The behaviour of Sri Lankan domestic investors in our stock market prompted Senior Minister of International Monetary Co-operation and Deputy Minister of Finance and Planning, Dr. Sarath Amunugama to state, “The Colombo stock market has always given good returns to the investors in the long run far exceeding the returns of conventional savings methods. Also, the prices of most of stocks are currently quite attractive with overall forward P/E ratio of the market being less than 15 times. This is one reason why in 2012 we saw the highest ever net foreign inflow of Rs.38 billion.”

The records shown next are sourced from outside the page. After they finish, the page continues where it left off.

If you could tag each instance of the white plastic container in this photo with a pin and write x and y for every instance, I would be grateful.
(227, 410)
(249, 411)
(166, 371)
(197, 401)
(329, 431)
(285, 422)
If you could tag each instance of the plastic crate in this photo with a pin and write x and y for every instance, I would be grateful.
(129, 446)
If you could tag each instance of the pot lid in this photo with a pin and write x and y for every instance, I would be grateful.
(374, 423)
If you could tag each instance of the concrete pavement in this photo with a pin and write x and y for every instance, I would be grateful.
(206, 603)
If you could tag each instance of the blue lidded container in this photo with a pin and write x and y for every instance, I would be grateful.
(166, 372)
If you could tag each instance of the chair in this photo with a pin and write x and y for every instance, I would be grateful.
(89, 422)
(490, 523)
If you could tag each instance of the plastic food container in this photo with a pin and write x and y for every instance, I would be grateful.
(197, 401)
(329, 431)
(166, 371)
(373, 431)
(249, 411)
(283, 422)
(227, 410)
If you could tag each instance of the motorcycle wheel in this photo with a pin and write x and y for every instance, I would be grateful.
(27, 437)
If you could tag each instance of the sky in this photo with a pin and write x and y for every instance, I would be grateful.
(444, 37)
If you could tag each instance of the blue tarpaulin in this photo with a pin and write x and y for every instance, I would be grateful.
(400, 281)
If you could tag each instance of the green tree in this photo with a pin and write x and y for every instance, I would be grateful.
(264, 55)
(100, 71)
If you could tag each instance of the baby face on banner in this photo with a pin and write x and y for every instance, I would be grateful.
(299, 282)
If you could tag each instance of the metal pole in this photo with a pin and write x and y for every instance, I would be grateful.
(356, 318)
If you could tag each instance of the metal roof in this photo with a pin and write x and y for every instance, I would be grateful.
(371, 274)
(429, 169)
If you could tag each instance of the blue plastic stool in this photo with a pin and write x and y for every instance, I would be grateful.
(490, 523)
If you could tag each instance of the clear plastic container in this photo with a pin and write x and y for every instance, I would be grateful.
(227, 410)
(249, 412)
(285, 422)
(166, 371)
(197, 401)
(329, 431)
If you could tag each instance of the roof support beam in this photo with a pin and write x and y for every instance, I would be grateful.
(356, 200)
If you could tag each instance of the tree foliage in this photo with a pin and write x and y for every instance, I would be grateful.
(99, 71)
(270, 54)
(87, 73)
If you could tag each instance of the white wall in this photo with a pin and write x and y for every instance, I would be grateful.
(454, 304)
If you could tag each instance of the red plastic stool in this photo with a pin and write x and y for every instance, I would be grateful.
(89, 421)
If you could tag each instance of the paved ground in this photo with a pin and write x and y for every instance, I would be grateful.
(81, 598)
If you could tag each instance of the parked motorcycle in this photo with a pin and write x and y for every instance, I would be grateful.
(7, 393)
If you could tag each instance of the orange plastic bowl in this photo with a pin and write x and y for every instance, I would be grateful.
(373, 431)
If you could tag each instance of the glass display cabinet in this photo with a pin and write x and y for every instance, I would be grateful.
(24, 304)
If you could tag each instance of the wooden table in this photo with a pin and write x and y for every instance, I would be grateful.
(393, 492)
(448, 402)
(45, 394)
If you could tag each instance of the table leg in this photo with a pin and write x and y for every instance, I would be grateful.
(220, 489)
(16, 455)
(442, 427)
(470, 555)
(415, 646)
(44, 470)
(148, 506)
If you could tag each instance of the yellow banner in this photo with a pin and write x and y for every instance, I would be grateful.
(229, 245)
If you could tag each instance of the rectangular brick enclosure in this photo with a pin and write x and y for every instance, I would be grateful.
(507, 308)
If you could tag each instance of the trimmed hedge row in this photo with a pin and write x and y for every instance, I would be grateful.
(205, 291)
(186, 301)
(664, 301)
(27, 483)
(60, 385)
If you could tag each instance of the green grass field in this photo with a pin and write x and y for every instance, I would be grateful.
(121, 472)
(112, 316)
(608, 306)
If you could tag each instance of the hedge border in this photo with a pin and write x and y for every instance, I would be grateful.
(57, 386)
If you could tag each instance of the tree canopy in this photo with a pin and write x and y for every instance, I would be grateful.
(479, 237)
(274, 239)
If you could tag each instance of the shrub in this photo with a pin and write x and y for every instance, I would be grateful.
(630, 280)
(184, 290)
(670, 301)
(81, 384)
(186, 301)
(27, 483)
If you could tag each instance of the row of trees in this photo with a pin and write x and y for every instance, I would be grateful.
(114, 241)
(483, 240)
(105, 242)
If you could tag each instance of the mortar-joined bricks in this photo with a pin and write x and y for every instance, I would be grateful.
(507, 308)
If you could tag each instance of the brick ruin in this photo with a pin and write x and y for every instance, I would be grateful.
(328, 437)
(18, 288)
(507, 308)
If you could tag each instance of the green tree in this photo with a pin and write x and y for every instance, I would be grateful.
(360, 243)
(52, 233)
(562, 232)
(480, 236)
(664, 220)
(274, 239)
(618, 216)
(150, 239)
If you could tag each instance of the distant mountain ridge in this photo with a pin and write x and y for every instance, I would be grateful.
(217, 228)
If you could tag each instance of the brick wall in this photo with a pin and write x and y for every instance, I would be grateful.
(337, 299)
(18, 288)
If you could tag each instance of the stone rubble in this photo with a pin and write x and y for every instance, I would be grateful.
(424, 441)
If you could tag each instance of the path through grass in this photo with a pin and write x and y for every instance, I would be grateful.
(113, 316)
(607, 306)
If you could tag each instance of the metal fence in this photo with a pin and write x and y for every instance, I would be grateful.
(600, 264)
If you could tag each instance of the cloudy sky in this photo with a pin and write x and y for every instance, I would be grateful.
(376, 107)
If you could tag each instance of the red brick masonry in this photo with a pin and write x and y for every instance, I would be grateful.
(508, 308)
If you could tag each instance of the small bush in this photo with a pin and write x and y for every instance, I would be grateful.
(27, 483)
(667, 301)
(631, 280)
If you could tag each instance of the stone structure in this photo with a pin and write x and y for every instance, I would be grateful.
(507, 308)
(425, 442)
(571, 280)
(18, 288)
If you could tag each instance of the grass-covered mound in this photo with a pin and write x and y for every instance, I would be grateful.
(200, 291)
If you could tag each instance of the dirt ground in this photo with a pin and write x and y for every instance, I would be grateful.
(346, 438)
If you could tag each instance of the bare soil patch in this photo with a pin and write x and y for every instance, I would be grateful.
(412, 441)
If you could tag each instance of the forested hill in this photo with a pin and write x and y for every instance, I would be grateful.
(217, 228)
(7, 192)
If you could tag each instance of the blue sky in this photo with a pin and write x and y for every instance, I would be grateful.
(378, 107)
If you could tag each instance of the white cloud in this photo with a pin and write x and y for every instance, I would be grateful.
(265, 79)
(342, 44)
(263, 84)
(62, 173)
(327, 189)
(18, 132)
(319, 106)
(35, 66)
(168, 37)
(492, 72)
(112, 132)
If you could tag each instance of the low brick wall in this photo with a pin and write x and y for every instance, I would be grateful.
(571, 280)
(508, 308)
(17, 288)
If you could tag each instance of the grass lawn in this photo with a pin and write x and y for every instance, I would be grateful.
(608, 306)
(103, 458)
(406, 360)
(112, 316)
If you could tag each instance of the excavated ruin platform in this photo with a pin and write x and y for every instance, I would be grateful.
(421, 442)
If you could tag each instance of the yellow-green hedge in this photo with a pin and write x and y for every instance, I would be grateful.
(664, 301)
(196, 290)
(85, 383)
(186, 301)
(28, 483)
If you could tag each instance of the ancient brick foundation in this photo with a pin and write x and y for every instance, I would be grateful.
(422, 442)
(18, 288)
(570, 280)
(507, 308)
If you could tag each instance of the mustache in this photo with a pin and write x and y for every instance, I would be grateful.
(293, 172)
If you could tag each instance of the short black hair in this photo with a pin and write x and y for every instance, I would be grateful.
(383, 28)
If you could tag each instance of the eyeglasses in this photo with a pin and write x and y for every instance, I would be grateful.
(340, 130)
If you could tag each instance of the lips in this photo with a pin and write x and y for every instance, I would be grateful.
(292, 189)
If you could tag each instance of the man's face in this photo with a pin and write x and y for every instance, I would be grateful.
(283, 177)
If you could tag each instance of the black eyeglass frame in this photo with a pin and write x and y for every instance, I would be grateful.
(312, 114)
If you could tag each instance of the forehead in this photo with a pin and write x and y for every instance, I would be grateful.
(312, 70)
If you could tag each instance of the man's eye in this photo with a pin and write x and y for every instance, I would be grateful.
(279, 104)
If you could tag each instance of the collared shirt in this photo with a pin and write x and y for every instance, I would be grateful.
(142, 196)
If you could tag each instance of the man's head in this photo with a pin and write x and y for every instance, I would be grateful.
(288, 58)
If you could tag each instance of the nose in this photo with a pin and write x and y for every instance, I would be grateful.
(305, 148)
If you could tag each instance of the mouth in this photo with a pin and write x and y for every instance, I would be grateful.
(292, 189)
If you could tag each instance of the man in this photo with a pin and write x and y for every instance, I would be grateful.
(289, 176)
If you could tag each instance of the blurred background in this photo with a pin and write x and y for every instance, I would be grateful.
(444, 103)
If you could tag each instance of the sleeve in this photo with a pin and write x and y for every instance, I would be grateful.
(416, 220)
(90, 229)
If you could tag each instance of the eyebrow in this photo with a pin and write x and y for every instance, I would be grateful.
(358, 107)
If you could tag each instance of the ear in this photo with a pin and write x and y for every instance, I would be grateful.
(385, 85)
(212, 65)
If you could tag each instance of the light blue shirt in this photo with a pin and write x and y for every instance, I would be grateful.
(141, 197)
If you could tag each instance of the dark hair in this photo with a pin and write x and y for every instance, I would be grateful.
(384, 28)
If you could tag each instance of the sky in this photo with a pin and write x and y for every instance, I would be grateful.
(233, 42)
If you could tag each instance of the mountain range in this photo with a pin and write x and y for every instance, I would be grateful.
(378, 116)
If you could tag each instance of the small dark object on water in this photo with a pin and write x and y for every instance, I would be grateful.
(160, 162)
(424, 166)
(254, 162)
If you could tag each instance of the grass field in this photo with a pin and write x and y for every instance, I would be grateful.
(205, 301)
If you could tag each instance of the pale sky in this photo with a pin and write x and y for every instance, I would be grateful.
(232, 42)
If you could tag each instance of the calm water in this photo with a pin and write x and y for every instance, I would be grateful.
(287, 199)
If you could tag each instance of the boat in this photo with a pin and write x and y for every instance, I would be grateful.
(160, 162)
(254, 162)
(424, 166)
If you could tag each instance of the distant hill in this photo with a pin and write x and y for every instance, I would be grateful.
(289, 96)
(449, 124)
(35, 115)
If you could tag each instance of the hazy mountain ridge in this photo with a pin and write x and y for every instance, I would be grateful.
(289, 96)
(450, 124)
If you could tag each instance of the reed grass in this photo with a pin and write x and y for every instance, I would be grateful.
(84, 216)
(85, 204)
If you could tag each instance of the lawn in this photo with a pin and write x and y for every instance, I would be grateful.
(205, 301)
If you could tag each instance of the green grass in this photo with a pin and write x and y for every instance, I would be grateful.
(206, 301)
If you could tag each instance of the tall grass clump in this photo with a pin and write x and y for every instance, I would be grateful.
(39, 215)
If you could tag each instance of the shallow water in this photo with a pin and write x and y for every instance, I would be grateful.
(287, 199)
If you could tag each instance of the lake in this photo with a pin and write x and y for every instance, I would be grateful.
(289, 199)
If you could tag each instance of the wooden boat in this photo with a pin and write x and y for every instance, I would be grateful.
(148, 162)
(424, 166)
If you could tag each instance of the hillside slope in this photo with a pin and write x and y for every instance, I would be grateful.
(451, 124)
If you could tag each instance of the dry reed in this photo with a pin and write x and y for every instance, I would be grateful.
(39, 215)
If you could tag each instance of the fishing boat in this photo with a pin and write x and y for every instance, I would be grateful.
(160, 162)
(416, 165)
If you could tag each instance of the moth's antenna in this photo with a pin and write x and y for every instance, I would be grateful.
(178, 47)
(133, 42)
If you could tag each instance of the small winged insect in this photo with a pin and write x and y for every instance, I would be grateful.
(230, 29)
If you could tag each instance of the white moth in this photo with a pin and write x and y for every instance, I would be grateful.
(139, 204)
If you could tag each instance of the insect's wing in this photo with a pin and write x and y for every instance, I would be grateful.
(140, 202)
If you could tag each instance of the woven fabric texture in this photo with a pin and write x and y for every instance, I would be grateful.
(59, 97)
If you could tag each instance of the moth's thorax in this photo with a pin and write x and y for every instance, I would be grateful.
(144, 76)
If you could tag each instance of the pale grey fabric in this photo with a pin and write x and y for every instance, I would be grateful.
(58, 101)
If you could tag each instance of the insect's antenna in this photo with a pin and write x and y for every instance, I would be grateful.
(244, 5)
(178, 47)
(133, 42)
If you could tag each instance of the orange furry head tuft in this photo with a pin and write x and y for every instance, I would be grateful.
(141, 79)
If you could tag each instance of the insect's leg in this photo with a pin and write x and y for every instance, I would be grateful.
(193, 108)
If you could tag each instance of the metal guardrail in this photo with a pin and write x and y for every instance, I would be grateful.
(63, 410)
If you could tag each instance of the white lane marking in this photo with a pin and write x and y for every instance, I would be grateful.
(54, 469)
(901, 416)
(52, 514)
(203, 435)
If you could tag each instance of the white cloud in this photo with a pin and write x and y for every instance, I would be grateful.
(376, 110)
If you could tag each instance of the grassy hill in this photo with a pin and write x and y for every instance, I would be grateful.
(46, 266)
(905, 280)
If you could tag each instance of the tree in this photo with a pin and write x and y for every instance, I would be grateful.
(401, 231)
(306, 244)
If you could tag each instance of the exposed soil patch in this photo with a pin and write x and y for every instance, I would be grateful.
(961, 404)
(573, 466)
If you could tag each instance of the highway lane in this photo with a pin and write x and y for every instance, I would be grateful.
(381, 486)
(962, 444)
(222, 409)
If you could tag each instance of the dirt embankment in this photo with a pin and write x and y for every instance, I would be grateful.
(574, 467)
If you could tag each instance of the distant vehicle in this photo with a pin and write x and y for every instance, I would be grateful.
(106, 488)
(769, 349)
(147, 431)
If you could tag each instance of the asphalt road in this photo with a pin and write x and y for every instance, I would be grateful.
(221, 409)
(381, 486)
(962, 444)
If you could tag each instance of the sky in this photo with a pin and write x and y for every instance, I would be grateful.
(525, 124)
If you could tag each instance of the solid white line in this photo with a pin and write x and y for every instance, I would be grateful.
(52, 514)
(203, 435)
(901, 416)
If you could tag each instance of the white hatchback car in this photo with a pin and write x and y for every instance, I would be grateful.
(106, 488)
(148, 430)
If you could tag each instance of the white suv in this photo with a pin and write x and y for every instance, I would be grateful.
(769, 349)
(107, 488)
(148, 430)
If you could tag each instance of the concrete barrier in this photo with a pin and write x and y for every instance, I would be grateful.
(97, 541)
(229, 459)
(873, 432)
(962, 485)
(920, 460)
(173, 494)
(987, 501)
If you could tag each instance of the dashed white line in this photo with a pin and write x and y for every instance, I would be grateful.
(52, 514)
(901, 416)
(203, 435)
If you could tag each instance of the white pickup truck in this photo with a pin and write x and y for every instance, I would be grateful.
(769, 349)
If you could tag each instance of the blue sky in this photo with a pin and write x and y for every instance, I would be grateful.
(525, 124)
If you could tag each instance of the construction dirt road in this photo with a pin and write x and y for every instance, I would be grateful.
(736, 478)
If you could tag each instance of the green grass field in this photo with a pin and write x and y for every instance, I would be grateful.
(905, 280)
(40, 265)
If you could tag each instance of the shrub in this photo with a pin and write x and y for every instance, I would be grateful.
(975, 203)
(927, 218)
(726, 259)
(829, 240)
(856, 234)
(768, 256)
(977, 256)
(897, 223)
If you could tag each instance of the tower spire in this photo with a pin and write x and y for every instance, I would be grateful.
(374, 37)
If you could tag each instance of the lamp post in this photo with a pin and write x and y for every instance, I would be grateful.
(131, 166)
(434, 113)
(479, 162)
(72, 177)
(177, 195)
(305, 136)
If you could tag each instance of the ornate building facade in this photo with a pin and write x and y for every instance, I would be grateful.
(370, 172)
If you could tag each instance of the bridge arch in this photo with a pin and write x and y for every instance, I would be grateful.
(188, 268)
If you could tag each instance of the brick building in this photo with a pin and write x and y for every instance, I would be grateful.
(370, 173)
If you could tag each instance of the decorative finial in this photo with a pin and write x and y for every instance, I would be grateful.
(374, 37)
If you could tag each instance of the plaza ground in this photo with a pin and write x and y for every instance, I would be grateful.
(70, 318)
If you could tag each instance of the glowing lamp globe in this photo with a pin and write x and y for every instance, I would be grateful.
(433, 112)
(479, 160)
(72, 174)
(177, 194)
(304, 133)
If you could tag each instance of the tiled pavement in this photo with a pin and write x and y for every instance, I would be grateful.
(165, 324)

“These foreign investors have seen the potential of the market and have entered at the right time. We urge the domestic funds and investors to study and understand the behaviour of the foreign investors and exploit the opportunity without waiting further.” (From the speech of Dr. Sarath Amunugama, Senior Minister of International Monetary Co-operation and Deputy Minister of Finance and Planning at the Capital Market Education and Training Awards Ceremony held in December 2012).
Just as scrapping your investment plan to hop on the latest, get-rich-quick investment can tear a large hole in your portfolio, so too can get swept up in the prevailing fear of the overall market by switching to low-risk, low-return investments.
Importance of comfort level
All of this talk of fear and greed relates to the volatility inherent in the stock market. When investors lose their comfort level due to losses or market instability, they become vulnerable to these emotions, often resulting in very costly mistakes.
Avoid getting swept up in the dominant market sentiment of the day, which can be driven by a mentality of fear and/or greed and stick to the basic fundamentals of investing. It is also important to choose a suitable asset allocation mix. For example, if you are an extremely risk averse person, you are likely to be more susceptible to being overrun by the fear dominating the market and therefore, your exposure to equity securities should not be as great as those who can tolerate more risk. Buffett was once quoted as saying, “Unless you can watch your stock holding decline by 50 percent without becoming panic-stricken, you should not be in the stock market.”
Easier said than done
Keep in mind this isn’t as easy as it sounds. There’s a fine line between controlling your emotions and being just plain stubborn. Remember also to re-evaluate your investment strategy and allow yourself to be flexible to a point and remain rational when making decisions to change your plan of action.
You are the final decision-maker for your portfolio and thus, responsible for any gains or losses in your investments. Sticking to sound investment decisions while controlling your emotions, whether it is greed or fear and not blindly following market sentiment is crucial to successful investing and maintaining your long-term strategy. But beware: Never wavering from an investment strategy during times of high emotions in the market can also spell disaster. It’s a balancing act that requires you to keep your wits about you.